Mr Mohammed, who has barely spent four months in office, will be replaced by Rabiu Umar, a former executive of the Dangote Group, subject to confirmation by the Senate.
Many Nigerians, especially stakeholders in the oil and gas industry, were taken by surprise on Wednesday following the announcement that President Bola Tinubu had approved the removal of Saidu Mohammed as the Chief Executive Officer of the Nigerian Midstream and Downstream Petroleum Regulatory Authority (NMDPRA).
Mr Mohammed, who has barely spent four months in office, will be replaced by Rabiu Umar, a former executive of the Dangote Group, subject to confirmation by the Senate.
Mr Umar previously served as Group Sales and Marketing Director at Dangote Cement Plc and has over 20 years of experience in senior and executive roles across the downstream petroleum and cement manufacturing sectors.
Before joining Dangote Cement, he began his career at Oando Plc, where he rose through several management positions within the marketing business and successfully led the company’s sales and marketing transformation plan.
He holds a degree in Accounting from Bayero University, Kano, is an alumnus of Harvard Business School, and a member of the Institute of Directors.

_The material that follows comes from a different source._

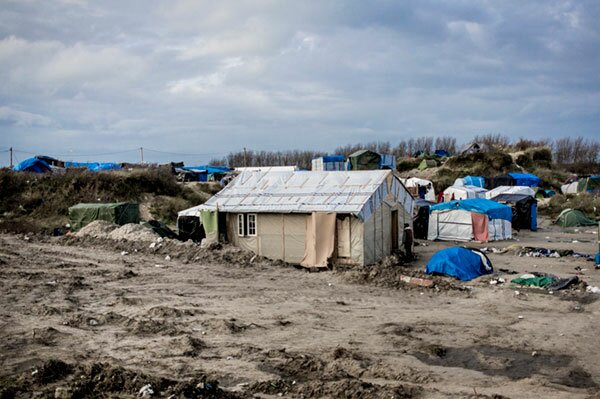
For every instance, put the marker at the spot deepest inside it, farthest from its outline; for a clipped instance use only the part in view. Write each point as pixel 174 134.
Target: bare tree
pixel 496 141
pixel 447 143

Mr Umar’s appointment comes less than five months after Mr Tinubu appointed Mr Mohammed to succeed Farouk Ahmed, the former NMDPRA chief executive who had a prolonged public dispute with Aliko Dangote, President and Chief Executive Officer of Dangote Group, over the issuance of petroleum import licences.
Since the commencement of operations at the Dangote Refinery in 2024, Mr Dangote has repeatedly pushed for local marketers to rely primarily on local refinery for petroleum products rather than continue importing refined fuel.

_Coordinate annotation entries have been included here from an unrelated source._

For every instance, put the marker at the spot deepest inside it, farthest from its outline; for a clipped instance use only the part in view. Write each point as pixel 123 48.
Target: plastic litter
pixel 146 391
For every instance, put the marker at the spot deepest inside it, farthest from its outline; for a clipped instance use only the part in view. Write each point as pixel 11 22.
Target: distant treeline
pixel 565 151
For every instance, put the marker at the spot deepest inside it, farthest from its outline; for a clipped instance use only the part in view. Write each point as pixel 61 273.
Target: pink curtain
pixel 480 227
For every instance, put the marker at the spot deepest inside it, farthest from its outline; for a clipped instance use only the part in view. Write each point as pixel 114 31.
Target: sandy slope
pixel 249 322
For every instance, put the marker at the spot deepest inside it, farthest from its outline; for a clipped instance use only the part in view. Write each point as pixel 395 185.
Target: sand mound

However, the former NMDPRA leadership under Mr Ahmed consistently opposed any move perceived as creating a monopoly, insisting that allowing a single refinery to dominate supply would undermine competition and threaten Nigeria’s long-term energy security.
That disagreement marked the beginning of the feud between Messrs Dangote and Ahmed.
Mr Dangote later accused Mr Ahmed of corruption and alleged that the regulator was colluding with international traders and fuel importers to frustrate local refining by continuing to issue import licences.
He also alleged that Mr Ahmed was living beyond his legitimate means, claiming that four of his children were enrolled in expensive secondary schools in Switzerland, raising concerns over possible abuse of office and regulatory integrity.
Mr Ahmed eventually resigned following the controversy.
Although the presidency has not provided specific reasons for Mr Mohammed’s removal, his exit comes at a period of heightened pressure in the downstream sector.
Nigeria’s aviation industry is currently grappling with rising aviation fuel costs, with several airlines warning of possible operational disruptions.
Mr Mohammed was reportedly removed while on an official trip to Berlin, Germany, where he was leading NMDPRA delegates to the Pipeline Technology Conference held from 27 to 30 April.
In a statement issued on Wednesday, the Presidency said the decision was made pursuant to the Petroleum Industry Act (PIA) 2021 and was aimed at strengthening regulatory effectiveness in the midstream and downstream petroleum sectors in line with the administration’s Renewed Hope Agenda.
President Tinubu described Mr Umar as a seasoned executive with more than 25 years of experience across the energy, manufacturing and infrastructure sectors.
According to the statement, he has a proven track record in strategic leadership, operational transformation and large-scale project delivery.
Mr Umar’s appointment comes at a time when the federal government is intensifying efforts to reform Nigeria’s oil and gas sector and maximise the country’s hydrocarbon resources for economic growth.
The emergence of Dangote Refinery has also become more significant amid global oil market volatility and tensions in the Middle East, which have contributed to rising petrol prices.
While government officials and industry stakeholders have described the refinery as a major stabilising force, many Nigerians continue to struggle with the high cost of fuel nationwide.
Industry observers say the situation could have been significantly worse without local refining capacity from the refinery.
As global crude prices fluctuate, the refinery has repeatedly adjusted its ex-depot and pump prices in response to market conditions.
Meanwhile, several African countries are reportedly in discussions with Mr Dangote on the possibility of replicating similar large-scale refinery projects in East Africa.
Given Mr Umar’s previous role within the Dangote Group, some analysts believe his appointment may be interpreted as a strategic signal to align regulatory leadership more closely with the realities of Nigeria’s evolving downstream market, particularly as Dangote seeks to protect his estimated $20 billion refinery investment.